Studies to Address Opportunities and Barriers for Linking Family Planning Services and Substance Use Disorder Screening and Treatment

These research awards focus on filling a critical gap in knowledge regarding family planning service provision, that is, how to increase access to family planning services for women and men who misuse opioids and/or other substances, including those with substance use disorders (SUDs).

AccessMatters
Annual Funding: $725,000
Project Overview: This project proposes to make family planning care accessible and practical for low-income people with substance use disorders (SUDs), by addressing their barriers to care through Patient Navigation at SUDs treatment centers. The intervention to be studied addresses two disparities in family planning: disproportionately low access to and utilization of family planning services among people with SUDs and the high incidence of unplanned pregnancy, STIs, births with neonatal abstinence syndrome (NAS), and other adverse sexual health outcomes among people with SUDs.
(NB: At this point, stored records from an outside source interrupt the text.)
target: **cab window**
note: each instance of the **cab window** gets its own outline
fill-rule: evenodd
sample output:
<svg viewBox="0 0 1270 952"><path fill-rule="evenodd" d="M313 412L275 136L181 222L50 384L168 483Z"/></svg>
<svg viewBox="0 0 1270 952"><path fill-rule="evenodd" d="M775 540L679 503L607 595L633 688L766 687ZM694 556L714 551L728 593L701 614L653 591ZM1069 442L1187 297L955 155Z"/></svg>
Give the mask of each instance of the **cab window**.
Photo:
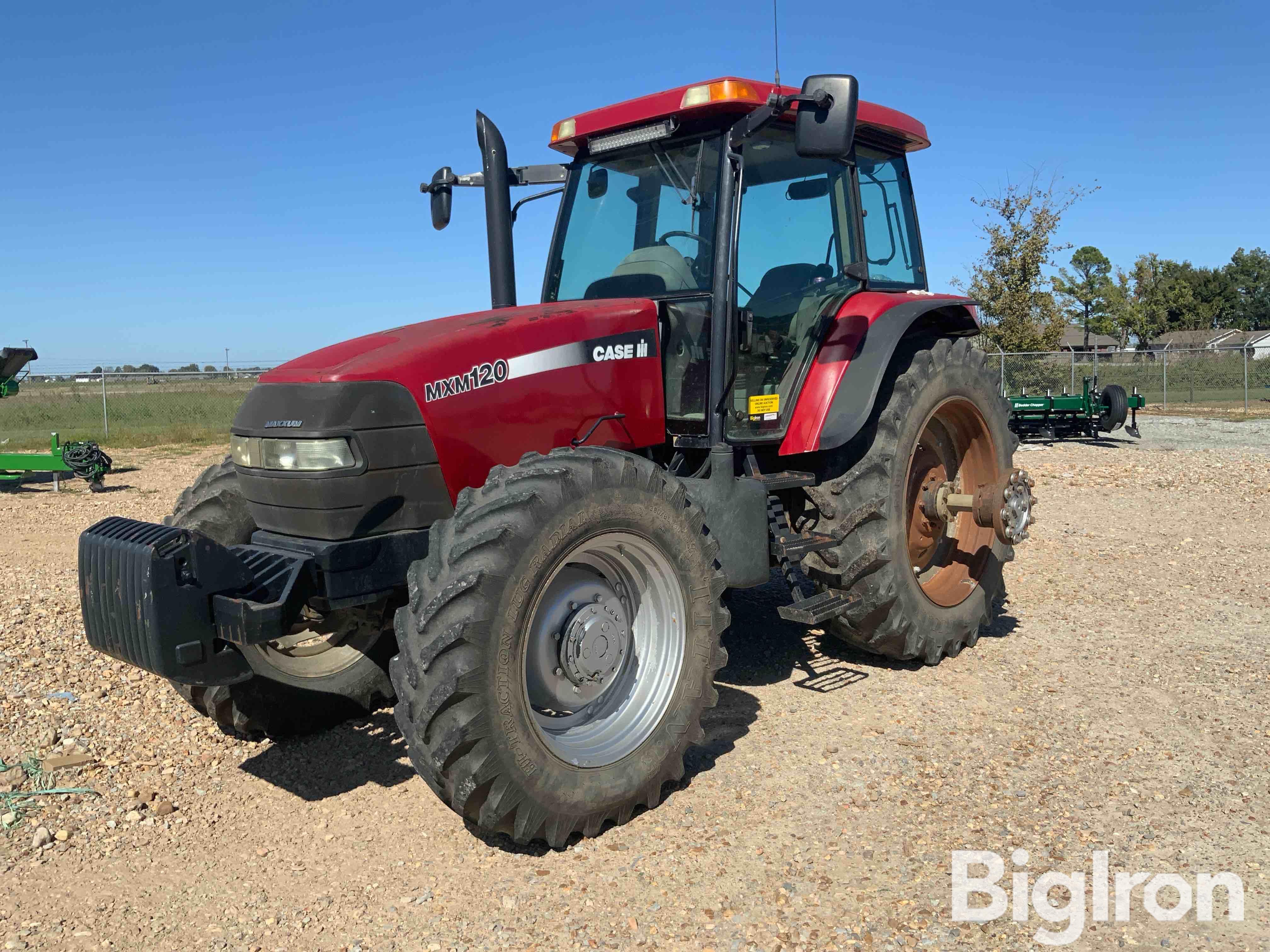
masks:
<svg viewBox="0 0 1270 952"><path fill-rule="evenodd" d="M855 240L846 165L799 156L785 127L766 129L744 156L737 277L747 333L728 435L762 439L789 425L791 395L815 352L826 306L857 286L843 274Z"/></svg>
<svg viewBox="0 0 1270 952"><path fill-rule="evenodd" d="M913 189L902 155L856 146L869 283L925 288L922 246L913 215Z"/></svg>

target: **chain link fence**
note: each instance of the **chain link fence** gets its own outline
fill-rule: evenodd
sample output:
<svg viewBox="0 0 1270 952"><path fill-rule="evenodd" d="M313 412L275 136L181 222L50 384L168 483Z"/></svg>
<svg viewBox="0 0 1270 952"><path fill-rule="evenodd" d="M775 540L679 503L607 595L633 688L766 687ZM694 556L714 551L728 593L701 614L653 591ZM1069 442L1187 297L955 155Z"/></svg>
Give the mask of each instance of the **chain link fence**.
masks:
<svg viewBox="0 0 1270 952"><path fill-rule="evenodd" d="M1086 377L1142 393L1149 409L1175 413L1270 414L1270 354L1252 348L989 353L1001 392L1080 393Z"/></svg>
<svg viewBox="0 0 1270 952"><path fill-rule="evenodd" d="M227 443L259 372L32 374L0 400L0 446L91 439L110 447Z"/></svg>
<svg viewBox="0 0 1270 952"><path fill-rule="evenodd" d="M1270 353L1243 348L1109 353L991 353L1001 391L1080 393L1086 377L1119 383L1148 410L1270 416ZM216 372L33 373L0 400L0 446L38 449L62 442L108 447L226 443L230 421L259 369Z"/></svg>

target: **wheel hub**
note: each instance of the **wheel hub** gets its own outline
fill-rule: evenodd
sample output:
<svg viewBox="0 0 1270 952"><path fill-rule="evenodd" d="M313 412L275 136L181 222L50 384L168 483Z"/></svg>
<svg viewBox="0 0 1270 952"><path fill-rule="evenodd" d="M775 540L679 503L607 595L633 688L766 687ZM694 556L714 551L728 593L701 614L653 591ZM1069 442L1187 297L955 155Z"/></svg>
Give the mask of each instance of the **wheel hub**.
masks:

Patient Navigation is a model of care coordination that offesr support, guidance, resources, and direct care linkages to people who face significant barriers to accessing timely, quality care.


Altarum Institute
Annual Funding: $600,000
Project Overview: Providing contraceptive counseling and person-centered family planning services as part of substance use treatment and providing substance use treatment as part of routine family planning care can reduce unintended pregnancies and improve reproductive health for women and men with substance use disorders (SUDs) as well as reduce the incidence of neonatal abstinence syndrome (NAS) and improve infant and childhood health outcomes. This project will develop and pilot a new model of collaboration between family planning and behavioral health services to improve collaboration among providers and coordination of services.


Denver Health and Hospital Authority
Annual Funding: $475,000
Project Overview: The primary goal of this project is to identify an innovative delivery model to address the family planning needs of individuals of reproductive age (18-44) in treatment for opioid use disorder at an urban integrated safety-net health system. This study will adapt an existing linkage navigator intervention to be inclusive of all patients of reproductive age receiving treatment for opioid use disorder regardless of pregnancy desire; and assess the acceptability, feasibility and impact of the intervention.


Public Health Solutions
Annual Funding: $530,000
Project Overview: Women of reproductive age with substance use disorders (SUDs) report significant barriers to accessing family planning services and, for existing family planning clients, untreated SUDs impact use of effective contraception and can result in adverse maternal and infant health outcomes. This project will conduct a clinical pilot study of an intervention designed to increase the linkage between family planning services and SUDs treatment for women of reproductive age with opioid use disorder and other SUDs in order to better meet their family planning and SUDs needs and to reduce unintended pregnancies and increase healthy pregnancies among this population.